New computer and new CPU PoC
The main processor of the AltairX K1 is a VLIW In Order CPU.
It has 3 internal memory:
128 KiB L1 data Scratchpad memory.
128 KiB L1 instruction Scratchpad memory.
32 KiB L1 data Cache 4-way.
1 MiB L2 cache (Set-associative 4/8 ways).
1 MiB L2 Scratchpad memory.
The processor has no branch prediction, it will be based on the delay slot (1 cycle for Fetch) and 1 decode cycle + Jump (Delay)
The number of instructions is done via a "Pairing" bit, when it is equal to 1, there is another instruction to be executed in parallel, 0 indicates the end of the bundle.
The goal of this processor is to reach the minimum of latency, and to solve the problem of latency of the RAM.

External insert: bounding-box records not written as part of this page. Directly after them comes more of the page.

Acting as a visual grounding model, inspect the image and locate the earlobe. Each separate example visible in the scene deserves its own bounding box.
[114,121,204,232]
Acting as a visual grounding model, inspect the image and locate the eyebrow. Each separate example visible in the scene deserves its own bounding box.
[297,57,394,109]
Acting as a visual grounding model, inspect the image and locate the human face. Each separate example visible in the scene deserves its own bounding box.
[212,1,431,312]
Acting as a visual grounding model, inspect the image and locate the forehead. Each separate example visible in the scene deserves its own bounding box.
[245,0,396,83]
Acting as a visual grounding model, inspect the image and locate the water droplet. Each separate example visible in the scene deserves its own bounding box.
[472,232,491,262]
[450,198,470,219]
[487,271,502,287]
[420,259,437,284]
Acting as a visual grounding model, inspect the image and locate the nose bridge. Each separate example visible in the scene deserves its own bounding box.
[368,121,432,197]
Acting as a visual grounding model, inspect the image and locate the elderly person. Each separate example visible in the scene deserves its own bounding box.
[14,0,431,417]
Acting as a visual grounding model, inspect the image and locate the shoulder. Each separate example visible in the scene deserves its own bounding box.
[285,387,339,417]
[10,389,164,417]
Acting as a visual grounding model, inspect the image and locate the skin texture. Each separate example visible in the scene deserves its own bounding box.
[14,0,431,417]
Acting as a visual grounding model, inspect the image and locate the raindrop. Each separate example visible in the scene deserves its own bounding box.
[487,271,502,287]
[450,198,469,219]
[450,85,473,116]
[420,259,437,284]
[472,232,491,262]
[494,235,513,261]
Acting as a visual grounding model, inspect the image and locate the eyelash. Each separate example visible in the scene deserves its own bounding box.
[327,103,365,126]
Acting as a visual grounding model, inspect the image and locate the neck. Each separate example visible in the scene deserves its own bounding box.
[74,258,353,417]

For this, the compiler will have to do two things:
- resolve pipeline conflicts
- preload the data in advance with a DMA
This is a technique used on consoles like the Playstation 2 and 3, we have to make a double buffer, and therefore execute and read our data in buffer 1, while we preload our data in buffer 2.
Then we execute the buffer 2 and we preload the buffer 1 and so on.
To resolve pipeline conflicts, it has an accumulator internal to the ALU and to the VFPU which is register 61.
To avoid multiple writes to registers due to unsynchronized pipeline, there are two special registers P and Q (Product and Quotient) which are registers 62 and 63, to handle mul / div / sqrt etc etc.
It also has the uncached accelerated to speed up reads only (cache miss lasts half the time).
For floating point numbers in AltairX , it will not be 100% compatible with the standard with IEEE 754
-Non-normalized numbers are not handled (they are equal to zero).
-Infinite numbers cannot be handled (they are worth the max value).
-NaN values are not manage (they are worth the max value).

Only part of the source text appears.